Eisenberg let his thoughts simmer for some time before commenting further. When he did, it was half to himself. "I don't believe it. I won't believe it!"

"Believe what?"

"Your theory. Look, Doc-if you are right, don't you see what it means? We're helpless, we're outclassed."

"I don't think they will bother much with human beings. They haven't, up till now."

"But that isn't it. Don't you see? We've had some dignity as a race. We've striven and accomplished things. Even when we failed, we had the tragic satisfaction of knowing that we were, nevertheless, superior and more able than the other animals. We've had faith in the race-we would accomplish great things yet. But if we are just one of the lower animals ourselves, what does our great work amount to? Me, I couldn't go on pretending to be a 'scientist' if I thought I was just a fish, mucking around in the bottom of a pool. My work wouldn't signify anything."

"Maybe it doesn't."

"No, maybe it doesn't." Eisenberg got up and paced the constricted area of their prison. "Maybe not. But I won't surrender to it. I won't! Maybe you're right. Maybe you're wrong. It doesn't seem to matter very much where the X people came from. One way or the other, they are a threat to our own kind. Doc, we've got to get out of here and warn them!"

"How?"

Graves was comatose a large part of the time before he died. Bill maintained an almost continuous watch over him, catching only occasional cat naps. There was little he could do for his friend, even though he did watch over him, but the spirit behind it was comfort to them both.

But he was dozing when Graves called his name. He woke at once, though the sound was a bare whisper. "Yes, Doc?"

"I can't talk much more, son. Thanks for taking care of me."

"Shucks, Doc."

"Don't forget what you're here for. Some day you'll get a break. Be ready for it and don't muff it. People have to be warned."

"I'll do it, Doc. I swear it."

"Good boy." And then, almost inaudibly, "G'night, son."

Eisenberg watched over the body until it was quite cold and had begun to stiffen. Then, exhausted by his long vigil and emotionally drained, he collapsed into a deep sleep.

When he woke up the body was gone.

It was hard to maintain his morale, after Graves was gone.
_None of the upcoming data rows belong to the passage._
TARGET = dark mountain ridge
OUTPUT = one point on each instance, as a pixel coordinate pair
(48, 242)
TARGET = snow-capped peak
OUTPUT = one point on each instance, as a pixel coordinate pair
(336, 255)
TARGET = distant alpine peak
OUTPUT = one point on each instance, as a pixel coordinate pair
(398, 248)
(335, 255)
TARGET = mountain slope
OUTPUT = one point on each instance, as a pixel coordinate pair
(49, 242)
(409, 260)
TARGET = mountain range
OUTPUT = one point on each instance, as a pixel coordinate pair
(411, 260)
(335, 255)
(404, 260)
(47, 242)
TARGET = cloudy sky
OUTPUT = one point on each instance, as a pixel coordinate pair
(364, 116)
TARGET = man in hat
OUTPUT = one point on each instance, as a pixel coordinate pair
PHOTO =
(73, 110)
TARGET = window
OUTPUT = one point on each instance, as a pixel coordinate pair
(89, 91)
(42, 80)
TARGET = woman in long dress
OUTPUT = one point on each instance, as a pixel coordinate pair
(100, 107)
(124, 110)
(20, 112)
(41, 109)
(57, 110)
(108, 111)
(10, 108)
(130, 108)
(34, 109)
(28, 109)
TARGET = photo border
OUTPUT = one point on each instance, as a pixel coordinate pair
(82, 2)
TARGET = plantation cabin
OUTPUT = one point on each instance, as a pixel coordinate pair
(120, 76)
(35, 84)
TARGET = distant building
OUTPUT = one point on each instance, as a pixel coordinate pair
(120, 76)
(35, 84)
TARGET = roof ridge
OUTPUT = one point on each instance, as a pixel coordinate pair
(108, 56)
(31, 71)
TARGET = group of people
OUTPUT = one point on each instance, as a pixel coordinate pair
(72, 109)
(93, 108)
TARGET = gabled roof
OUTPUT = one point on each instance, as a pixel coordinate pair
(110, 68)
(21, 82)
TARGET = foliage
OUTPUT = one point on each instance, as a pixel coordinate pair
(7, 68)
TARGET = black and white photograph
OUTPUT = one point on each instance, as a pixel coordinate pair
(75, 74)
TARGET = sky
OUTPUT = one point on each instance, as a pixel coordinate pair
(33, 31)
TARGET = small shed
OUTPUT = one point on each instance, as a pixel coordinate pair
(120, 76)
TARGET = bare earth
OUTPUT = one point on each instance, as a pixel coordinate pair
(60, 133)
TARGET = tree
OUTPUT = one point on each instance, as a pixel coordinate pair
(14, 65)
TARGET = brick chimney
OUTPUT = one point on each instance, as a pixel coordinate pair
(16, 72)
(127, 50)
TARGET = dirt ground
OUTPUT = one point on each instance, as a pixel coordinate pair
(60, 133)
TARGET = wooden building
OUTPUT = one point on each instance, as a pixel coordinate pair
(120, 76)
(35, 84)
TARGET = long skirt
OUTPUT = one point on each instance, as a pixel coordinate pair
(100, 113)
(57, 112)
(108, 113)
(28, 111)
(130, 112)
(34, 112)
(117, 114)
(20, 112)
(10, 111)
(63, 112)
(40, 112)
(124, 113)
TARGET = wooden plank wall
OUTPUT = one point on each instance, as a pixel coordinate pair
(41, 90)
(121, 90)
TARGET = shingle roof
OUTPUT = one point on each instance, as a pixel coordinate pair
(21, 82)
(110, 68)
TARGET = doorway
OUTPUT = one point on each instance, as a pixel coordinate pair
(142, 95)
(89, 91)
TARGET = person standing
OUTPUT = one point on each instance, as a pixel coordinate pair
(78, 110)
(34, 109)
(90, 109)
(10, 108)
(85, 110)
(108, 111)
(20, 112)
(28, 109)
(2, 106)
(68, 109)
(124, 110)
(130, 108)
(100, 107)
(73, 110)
It was all very well to resolve to warn the rest of mankind at the first possible chance, but there was the endless monotony to contend with. He had not even the relief from boredom afforded the condemned prisoner-the checking off of limited days. Even his "calendar" was nothing but a counting of his sleeps.

He was not quite sane much of the time, and it was the twice-tragic insanity of intelligence, aware of its own instability. He cycled between periods of elation and periods of extreme depression, in which he would have destroyed himself, had he the means.

During the periods of elation he made great plans for fighting against the X creatures-after he escaped. He was not sure how or when, but, momentarily, he was sure. He would lead the crusade himself; rockets could withstand the dead zone of the Pillars and the cloud; atomic bombs could destroy the dynamic balance of the Pillars. They would harry them and hunt them down; the globe would once again be the kingdom of man, to whom it belonged.

During the bitter periods of relapse he would realize clearly that the puny engineering of mankind would be of no force against the powers and knowledge of the creatures who built the Pillars, who kidnapped himself and Graves in such a casual and mysterious a fashion. They were outclassed.